For every thousand photos I take, there is one special image that stands out.
Amid the hundreds of landscapes, wildlife and portraits – plus the odd selfie – there are a few photos I keep going back to.
Five years ago, one of my closest friends Emily 💛and I set off on what was my first big trip of South East Asia when I started to experiment with photography.
I must have taken 6,000 photos on the backpacking trip, not wanting to forget a single moment. I’ve learned how to be a bit more systematic since then but my camera still feels like a novelty.
So here you have it, my six favourite snaps – my six of six thousand – from our first adventures in south east Asia.
I took this photo using the sport mode of my Canon DSLR while hanging out the back of a tuk tuk.
It had been raining heavily the day before and the mountain villages were flooded.
This little guy just happened to be standing on the side of the road when our truck drove past and smiled.
He looked so small against the mountains that stood taller than the clouds in the distance.
Little Hanoi is full of hustle and bustle – I will never forget how my head spun when we first arrived.
Besides Bangkok, Hanoi was one of the first big cities I experienced in south east Asia.

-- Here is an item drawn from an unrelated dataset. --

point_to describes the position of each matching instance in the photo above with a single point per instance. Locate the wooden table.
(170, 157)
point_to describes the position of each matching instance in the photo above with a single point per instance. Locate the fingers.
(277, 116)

As we struggled to cross its hectic roads and move around in the heat, the locals hung back and took things slowly.
For me, this photo shows the juxtaposition of the Vietnamese laid back approach in an otherwise manic city.

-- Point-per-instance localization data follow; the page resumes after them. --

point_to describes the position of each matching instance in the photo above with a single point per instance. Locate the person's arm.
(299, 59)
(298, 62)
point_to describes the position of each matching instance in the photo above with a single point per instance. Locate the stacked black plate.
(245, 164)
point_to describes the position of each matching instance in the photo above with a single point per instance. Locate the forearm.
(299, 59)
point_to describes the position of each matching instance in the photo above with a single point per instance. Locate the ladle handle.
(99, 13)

This little fellow followed behind our sleeper bus as fast as his legs could carry him.
The roads intertwined through the clouds on the mountain’s edge in Laos.
From outside the window, there was nothing but atmosphere. We could barely see beyond our noses.
A little boy on his bicycle behind the bus kept emerging and disappearing back into the mist as we continued on to Vientiane.
As we walked around the weavers’ villages, it was clear not everybody wanted visitors.
This was the first and last community tour I have done. The idea of “touring” somebody’s home makes me feel uncomfortable and I prefer to just wander around by myself.
While the benefits of welcoming tourists were clear – visitors bought scarves and left donations – not everybody within the Thai community was convinced, myself included.
This mother sat on the edge of her bench until we were about to leave, when she held her baby and smiled.
I fully recommend taking the slow boat along the River Mekong into Laos.
Sure, there are faster ways to make the journey from Thailand than a two day slow boat, but cutting through the rainforest comes up trumps IMO.
For me it provided the perfect inspiration for some creative writing and gave me time to scribble in my diary and catch up the last few days backpacking in south east Asia.
Blue is azul
I don’t know what it is about this photo that makes me keep coming back.
There are so many more interesting pictures in my backpacking album but this one grabs me every time.
It takes me back to the moment we discovered this deserted beach in Cambodia.
We had to wade through wild jungly hills to get to the beach on the other side of Koh Rong island where there was not another person in site.
I captured this one using a tripod and the timer setting on my DSLR and managed to get a candid shot.
What are your favourite backpacking memories from south east Asia?